(つづき)
【②一人とはいえ「自分の事業のリーダー」としての説明責任】
ところで…しょっぱなから話が一旦脇にそれますが、「説明責任」という言葉に関して、最初に少し触れておきたいと思います。
この言葉に関連して印象に残っているのが、2021年の東京オリンピックを開催するのか、しないのか、で国中が揺れ、揉めていた、あの頃です。
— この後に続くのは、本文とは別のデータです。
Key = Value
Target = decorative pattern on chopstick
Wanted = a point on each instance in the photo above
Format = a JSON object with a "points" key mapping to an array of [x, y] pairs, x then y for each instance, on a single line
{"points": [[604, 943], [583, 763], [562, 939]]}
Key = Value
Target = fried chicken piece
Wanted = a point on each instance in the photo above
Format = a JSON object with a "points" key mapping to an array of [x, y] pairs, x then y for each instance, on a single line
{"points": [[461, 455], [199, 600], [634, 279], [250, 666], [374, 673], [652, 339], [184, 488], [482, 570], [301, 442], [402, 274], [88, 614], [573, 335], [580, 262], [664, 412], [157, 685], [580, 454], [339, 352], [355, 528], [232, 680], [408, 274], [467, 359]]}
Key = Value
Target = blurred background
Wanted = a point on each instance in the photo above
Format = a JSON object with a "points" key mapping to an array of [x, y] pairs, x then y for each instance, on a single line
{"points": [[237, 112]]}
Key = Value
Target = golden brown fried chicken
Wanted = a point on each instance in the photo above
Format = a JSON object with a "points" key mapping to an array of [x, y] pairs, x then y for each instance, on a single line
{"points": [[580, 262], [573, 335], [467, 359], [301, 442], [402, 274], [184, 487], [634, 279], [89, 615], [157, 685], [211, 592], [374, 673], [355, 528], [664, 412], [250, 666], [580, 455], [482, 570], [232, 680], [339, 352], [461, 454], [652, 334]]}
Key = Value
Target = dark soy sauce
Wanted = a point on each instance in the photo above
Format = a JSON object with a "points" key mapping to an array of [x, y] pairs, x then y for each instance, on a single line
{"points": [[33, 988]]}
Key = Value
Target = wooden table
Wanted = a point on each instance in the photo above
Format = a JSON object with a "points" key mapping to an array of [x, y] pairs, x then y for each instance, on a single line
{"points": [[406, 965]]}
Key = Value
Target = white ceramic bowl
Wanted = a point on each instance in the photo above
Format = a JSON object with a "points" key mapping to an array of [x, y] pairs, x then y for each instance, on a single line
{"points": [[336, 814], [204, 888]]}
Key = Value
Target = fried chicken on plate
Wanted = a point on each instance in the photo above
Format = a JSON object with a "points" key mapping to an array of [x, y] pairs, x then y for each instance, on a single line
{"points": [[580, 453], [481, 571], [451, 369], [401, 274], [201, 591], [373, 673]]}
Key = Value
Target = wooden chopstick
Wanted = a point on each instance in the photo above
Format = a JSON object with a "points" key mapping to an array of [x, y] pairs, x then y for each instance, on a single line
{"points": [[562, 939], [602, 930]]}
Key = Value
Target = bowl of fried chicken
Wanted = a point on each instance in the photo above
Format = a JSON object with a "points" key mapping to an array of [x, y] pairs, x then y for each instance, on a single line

ワクチンもそろわない中、コロナ感染拡大が大変な状況にあって、緊急事態宣言やらいろいろな行動制限やらが出ている中で、
オリンピックだけは頑として「やる。」「安心、安全な大会運営は、可能。」
政府はただもう、その一点張り。
なぜそこまでしてやるべきなのか、なぜ安全にできると考えるのか、その根拠は、、、
具体的で納得のいくような説明は、ついぞ一切ありませんでした。NHKの国会中継の答弁を私も何度か見ていましたが、どれだけ誰がなんと問い詰めても、質問にまともに応えない。見ていて本当にいらいらしました。
国民の多くが、憤り、幻滅したはずです。「これほどまでに、『説明責任を果たさない』という政府の姿勢が、ありなのか。」と。
実際には、いろいろあったんだろうと思います。一般市井にはわからないような経済的、政治的、立場的、利得利権的な、奥深いやんごとなき事情が。どうしても「キャンセル」にはできないという理由が。
しかしそれがあるならあるで、説明はしてくれ、と。どっちみち納得いかないとしても、せめてそういう立場にある人物として、説明する責任は果たしてくれ、と。
ビジネスの世界ではしばしば使われる「アカウンタビリティ(説明責任)」という言葉を知らなかった人であっても、このときほどその説明責任という「概念」を明瞭、克明に脳裏に生じせしめた事案は、近年かつてなかったのではないでしょうか。
私は思いました。
これは、リーダーの姿ではないと。人の上に立つ者の覚悟ではないと。
私もリーダーではありませんし、人の上に立ってもいませんが、事業をやるということは、自分の事業のリーダーであると、思っています。従業員が一人もいなかったとしても。
だから、ここからは、自分の店に従業員がいるつもりで、従業員にも聞かせるつもりで、そして株主に説明を果たすつもりで、語っていくことになります。